Stags and Hens
|Date||22nd November 2012|
|Society||Stevenage Lytton Players|
|Venue||Sishes Theatre Stevenage|
|Type of Production||Play|
|Director||Cat Nicholls and Ben Willis|
Author: Vicki Avery
The first thing that was striking about this production was the staging. Against the backdrop of a nightclub, the stage is home to two toilets: the Ladies and the Gents. Despite the intended grubbiness of said toilets, it actually seemed to provide a warm and welcoming feel, providing us with the environment of the public toilet we were probably all too familiar with in the 70’s. Oh yes, I remember it well! The music and lighting matched the overall mood and the large cast worked hard to take us back to our younger days. Although the subject could easily fit into today’s time line. At any given moment you would find only one half of the stage lit, focusing on either the male or female party as appropriate.

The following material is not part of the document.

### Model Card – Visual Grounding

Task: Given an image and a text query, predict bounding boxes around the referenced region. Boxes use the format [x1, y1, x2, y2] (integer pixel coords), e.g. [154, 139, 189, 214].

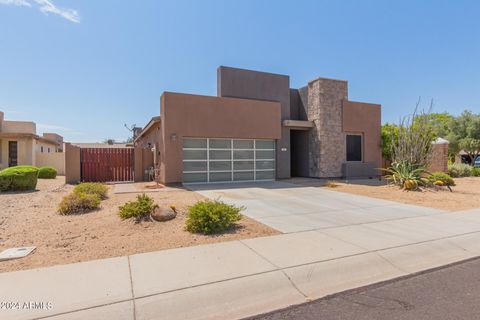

There were some really excellent individual performances and I was particularly impressed by the solid teamwork of the Hen Party where each character was thoroughly established and consistently maintained. I especially loved the facial expressions of Grace Maynard as Maureen, the confident optimism of Elizabeth Berman as Bernie and the philosophical realism of Richelle Brundle and Steph Crome. Among the stags, Dave Woolley was a very convincing Eddy, easily able to dominate and manipulate his diverse mates. Clear and sympathetic portrayals here from Peter Kirkby as the uneasy Kav and Alex Hancock and Aaron Govey as the more amusingly predictable Robbie and Billy and Andreas Georgiou gave a very receptive interpretation of the difficult role of Peter. However, much of the success of any production of ‘Stags and Hens’ relies on the amount of sympathy that the audience should ultimately feel towards the confused bride, Linda. In this central role, Sam Rice had a deceptively quiet start which built up steadily throughout the evening to a very moving climax. A sensitive piece of acting, well done. This was a very enjoyable re-staging of a familiar classic and one that the society should be proud of. Here we have a directorial first for this pair of young directors and a combination that I trust will continue in the future. Thank you for your hospitality.